Are you looking for read ebook online? Search for your book and save it on your Kindle device, PC, phones or tablets. Download Transonic Aerodynamic Loading Characteristics of a Wing-body-tail Combination Having 52.5° Sweptback Wing of Aspect Ratio 3 with Conical Wing Camber and Body Indentation for a Design Mach Number [square Root Of] 2 PDF full book. Access full book title Transonic Aerodynamic Loading Characteristics of a Wing-body-tail Combination Having 52.5° Sweptback Wing of Aspect Ratio 3 with Conical Wing Camber and Body Indentation for a Design Mach Number [square Root Of] 2 by Marlowe D. Cassetti. Download full books in PDF and EPUB format.

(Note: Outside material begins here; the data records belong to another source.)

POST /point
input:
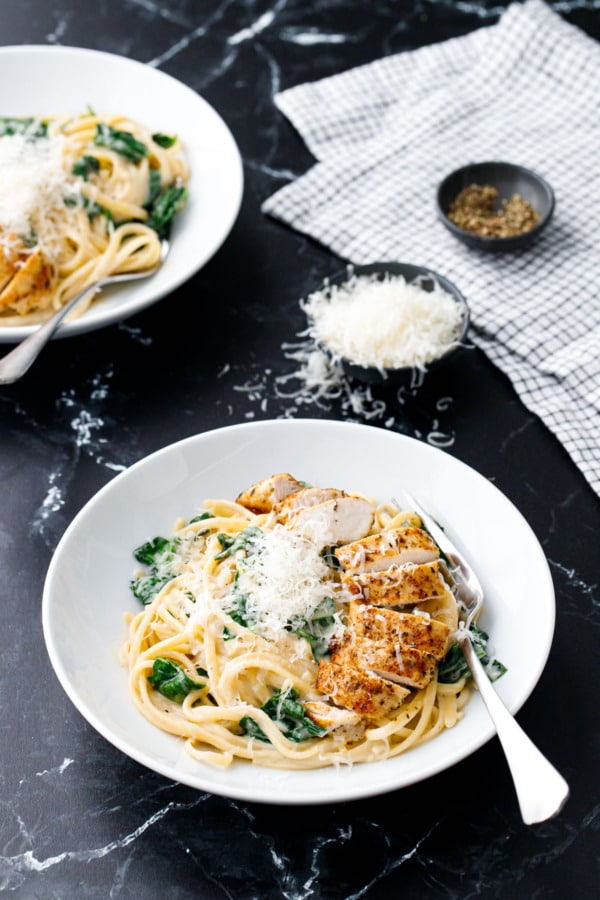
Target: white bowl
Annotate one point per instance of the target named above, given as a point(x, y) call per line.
point(69, 80)
point(87, 587)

Transonic Aerodynamic Loading Characteristics of a Wing-body-tail Combination Having 52.5° Sweptback Wing of Aspect Ratio 3 with Conical Wing Camber and Body Indentation for a Design Mach Number [square Root Of] 2

Transonic Aerodynamic Loading Characteristics of a Wing-body-tail Combination Having 52.5° Sweptback Wing of Aspect Ratio 3 with Conical Wing Camber and Body Indentation for a Design Mach Number [square Root Of] 2 PDF Author: Marlowe D. Cassetti
Publisher:
ISBN:
Category : Transonic wind tunnels
Languages : en
Pages : 104

Book Description
An investigation has been made of the effects of conical wing camber and body indentation according to the supersonic area rule on the aerodynamic wing loading characteristics of a wing-body-tail configuration at transonic speeds. The wing aspect ratio was 3, taper ratio was 0.1, and quarter-chord-line sweepback was 52.5° with 3-percent-thick airfoil sections. The tests were conducted in the Langley 16-foot transonic tunnel at Mach numbers from 0.80 to 1.05 and at angles of attack from 0° to 14°, with Reynolds numbers based on mean aerodynamic chord varying from 7 x 106 to 8 x 106. Conical camber delayed wing-tip stall and reduced the severity of the accompanying longitudinal instability but did not appreciably affect the spanwise load distribution at angles of attack below tip stall. Body indentation reduced to transonic chordwise center-of-pressure travel from about 8 percent to 5 percent of the mean aerodynamic chord.